I have to say that I have often been disappointed by Dunsany's short fiction, but very much enjoyed and admired two of his novels, The King of Elfland's Daughter (which I read many, many years ago and at least once since, and based on which I kept on seeking out his work in spite of the short stories never appealing much) and The Charwoman's Shadow (which I read several years ago, and by that time was pleasantly surprised to like another of his stories so much). Based on that admittedly small sample I suspect he was best at novel length, but I've yet to put that to the test by reading another.
 
Yes, the ironist vs. mythopoeic-ist (*cough*) might be part of the equation, but I think prose style would be a larger factor. Contemporary readers would find both overblown -- look at how many young readers complain about Tolkien's wordiness -- and hard to follow.

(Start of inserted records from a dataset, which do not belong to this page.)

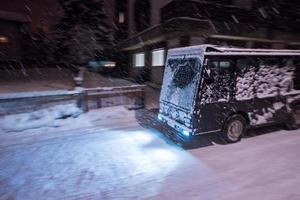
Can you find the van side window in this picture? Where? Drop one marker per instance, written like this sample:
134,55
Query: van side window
222,72
297,74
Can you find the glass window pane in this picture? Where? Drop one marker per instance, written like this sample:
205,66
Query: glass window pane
139,60
158,57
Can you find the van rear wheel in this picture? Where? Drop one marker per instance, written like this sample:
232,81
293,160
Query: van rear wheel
234,128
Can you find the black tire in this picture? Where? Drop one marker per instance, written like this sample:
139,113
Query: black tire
234,128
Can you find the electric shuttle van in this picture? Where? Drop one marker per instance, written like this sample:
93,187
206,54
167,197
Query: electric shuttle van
209,89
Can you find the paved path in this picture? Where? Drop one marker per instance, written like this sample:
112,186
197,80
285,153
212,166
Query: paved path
130,161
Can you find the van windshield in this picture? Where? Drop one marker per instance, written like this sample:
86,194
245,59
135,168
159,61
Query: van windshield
181,79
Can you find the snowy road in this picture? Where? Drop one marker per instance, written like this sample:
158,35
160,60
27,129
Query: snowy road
117,158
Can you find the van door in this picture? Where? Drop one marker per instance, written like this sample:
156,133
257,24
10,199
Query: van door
216,98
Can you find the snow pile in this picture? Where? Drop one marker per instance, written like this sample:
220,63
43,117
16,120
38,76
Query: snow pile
51,117
272,80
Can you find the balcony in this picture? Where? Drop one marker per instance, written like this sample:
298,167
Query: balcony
265,17
205,10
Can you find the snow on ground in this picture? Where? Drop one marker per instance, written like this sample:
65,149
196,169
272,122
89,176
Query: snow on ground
116,158
93,80
60,117
35,79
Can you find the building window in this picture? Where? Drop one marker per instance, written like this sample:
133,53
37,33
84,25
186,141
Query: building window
3,39
121,17
142,14
139,60
158,57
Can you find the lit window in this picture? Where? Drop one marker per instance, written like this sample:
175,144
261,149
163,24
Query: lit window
139,60
121,17
3,39
158,57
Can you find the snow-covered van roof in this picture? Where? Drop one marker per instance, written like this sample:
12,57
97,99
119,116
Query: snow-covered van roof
219,50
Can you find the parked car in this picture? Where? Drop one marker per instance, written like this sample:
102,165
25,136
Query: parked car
101,65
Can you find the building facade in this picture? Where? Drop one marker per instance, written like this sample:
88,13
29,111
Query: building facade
153,27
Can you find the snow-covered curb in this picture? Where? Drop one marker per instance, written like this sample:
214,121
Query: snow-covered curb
51,117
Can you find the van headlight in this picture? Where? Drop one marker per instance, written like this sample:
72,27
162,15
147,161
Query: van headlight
186,133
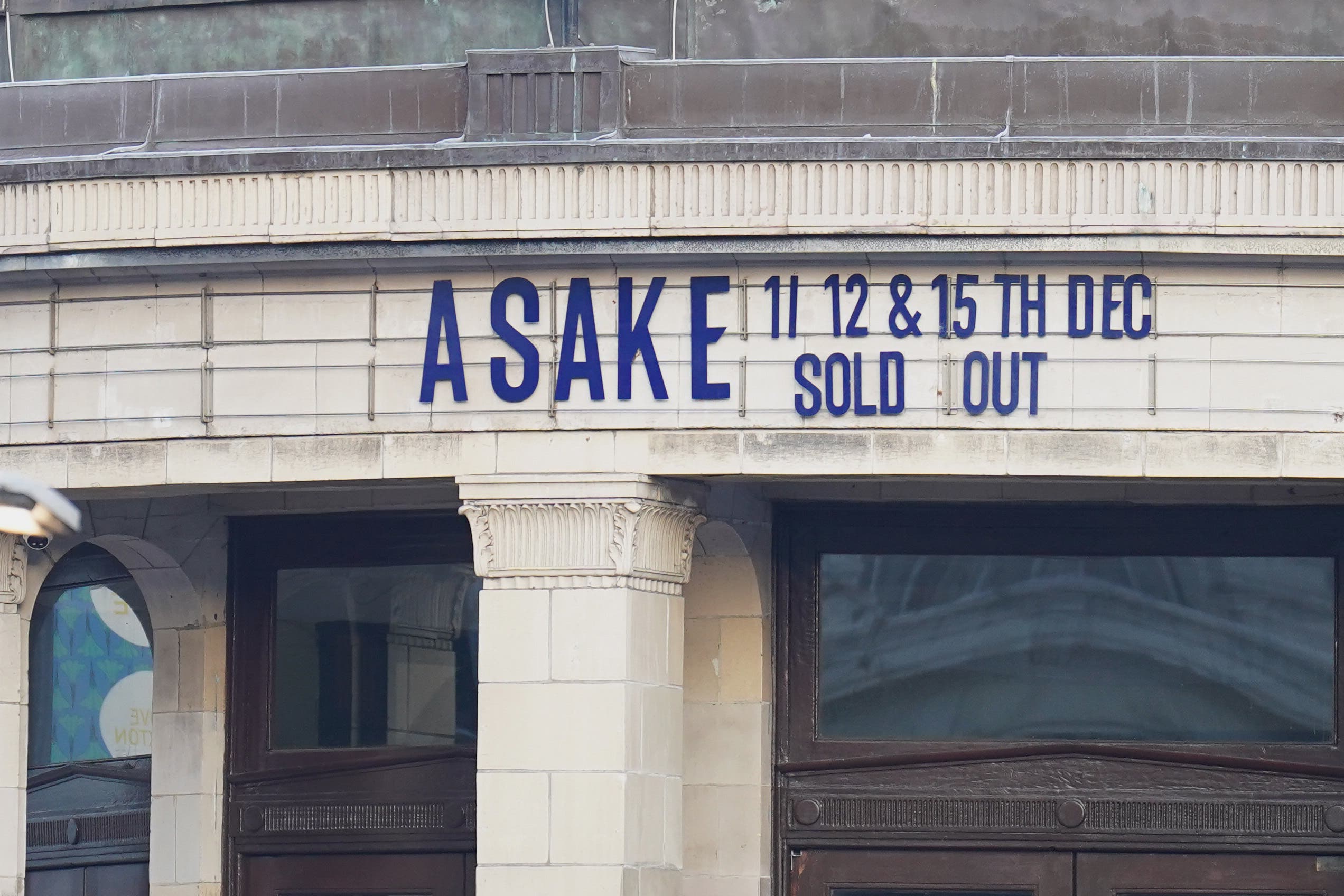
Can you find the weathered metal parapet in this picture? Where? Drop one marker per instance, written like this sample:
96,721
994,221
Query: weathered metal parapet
561,93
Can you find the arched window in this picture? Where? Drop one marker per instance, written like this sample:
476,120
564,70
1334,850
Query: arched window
90,687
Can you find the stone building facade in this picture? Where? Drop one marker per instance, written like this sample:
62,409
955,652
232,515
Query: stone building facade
468,442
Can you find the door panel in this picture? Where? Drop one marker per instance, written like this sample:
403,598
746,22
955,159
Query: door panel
386,875
838,872
1217,875
819,872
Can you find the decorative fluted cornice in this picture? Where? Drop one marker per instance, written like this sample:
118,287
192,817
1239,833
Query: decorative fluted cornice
679,199
641,539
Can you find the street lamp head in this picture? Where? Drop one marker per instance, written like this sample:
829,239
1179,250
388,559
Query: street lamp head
30,508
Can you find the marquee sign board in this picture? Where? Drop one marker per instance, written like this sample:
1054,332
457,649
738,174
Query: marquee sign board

I do infrequently like to dip into Lord Dunsany's short works, though. Since less than a handful ever planted themselves in my memory, the majority are always new no matter how many times I've read them. And I enjoy his particular brand of oblique enjoyable.
 
Lord Dunsany's books are very strange and beautiful, like Art Nouveau, but in words and sentences instead of colours. Many here have already praised The King of Elfland's Daughter, and the praise is well deserved. But I prefer The Blessing of Pan, though I can't say why.
Some readers here have called Dunsany "anti-Tolkien", while others have speculated about whether or not Dunsany was an influence on Tolkien. But in my view, it was all about the fact that in the early part of the last century Britain had many outstanding writers who were creating new worlds, strange, wonderful and bizarre. There were no such books before them. They lived in the same country at the same time, but tended to leave it in their minds and settle into their own worlds, so they were somewhat similar, and so was their style of writing. You can easily find the same ideas in their books, and you don't even have to look very hard. Nature versus technological progress, the Middle Ages versus modernity (I mean their modernity, of course, which is now a hundred years old), beauty versus ugliness, and so on.
But no two people in the world - let alone in the same country at the same time - are exactly alike. So their worlds, though created by the same aspiration, are still different.